Por otra parte, el impacto de la caída será desigual, lo que provocará cambios en el balance de poder intraeuropeo. En todas las previsiones sobre el asunto destaca la pérdida de peso demográfico de los países del centro y este europeo, con Rumanía a la cabeza (hasta un 40% de personas activas), pero también con Alemania en una posición de clara desventaja con respecto a Francia o Gran Bretaña.
En este previsible escenario cobra especial relevancia el papel y la importancia de los flujos de población que, desde diferentes regiones del planeta, identifican a Europa como un (ficticio) paraíso en el que se pueden resolver todos los problemas. Hoy es evidente que la política comunitaria de inmigración está dominada por un sesgo policial y represivo, centrado en establecer filtros a la entrada de personas en territorio Schengen. Ahí están los ejemplos de los muros físicos que se levantan por doquier y las normas que refuerzan las barreras para evitar lo que algunos quieren ver como una invasión que pondría en peligro la identidad europea (¿?).

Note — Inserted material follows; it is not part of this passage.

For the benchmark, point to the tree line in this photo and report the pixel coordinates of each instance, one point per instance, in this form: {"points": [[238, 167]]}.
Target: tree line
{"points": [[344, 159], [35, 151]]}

Así se explica también que las dificultades que siempre conlleva la integración de colectivos distintos en un mismo territorio están siendo crecientemente aprovechadas por actores políticos populistas, interesados en alimentar la demagogia contra el extranjero, culpabilizándolo de todos los males.
Si tomamos en consideración las actuales previsiones demográficas, lo que cabe esperar es, muy al contrario de lo que hoy ocurre, una notable competencia por hacerse con los servicios de trabajadores cualificados y semicualificados de diversas procedencias foráneas. Sin que los inmigrantes en suelo comunitario puedan ser por sí mismos la solución a la mengua demográfica, significan una aportación muy positiva para sostener el amenazado Estado de bienestar y para intentar recuperar un pulso que Europa corre el peligro de perder si no abre sus puertas de manera más atractiva a lo que hoy está haciendo. Sirva como indicio de la magnitud del reto la previsión de que la fuerza laboral europea será en 2060 un 11,8% menor a la actual (lo que equivale a 27,7 millones de trabajadores menos).
No es de menor importancia, en ese previsible proceso de necesaria apertura al exterior, señalar que el 25% de los franceses y en torno al 40% de los alemanes que habiten sus países en 2050 serán de identidad árabo-musulmana. Esa probable realidad modificará en gran medida las percepciones mutuas de unas sociedades que parecen haber olvidado su pasado emigrante (tanto en España, como en Italia, Irlanda y tantos otros casos). Sin cifras para determinar cuántos serán de origen latinoamericano, subsahariano o asiático, todo indica en cualquier caso que se va a necesitar mucha pedagogía política para concienciar a quienes cabe definir como fundamentalistas europeos de que el futuro es mezcla y de que esa mezcla es inequívocamente beneficiosa. Y que bienvenida sea.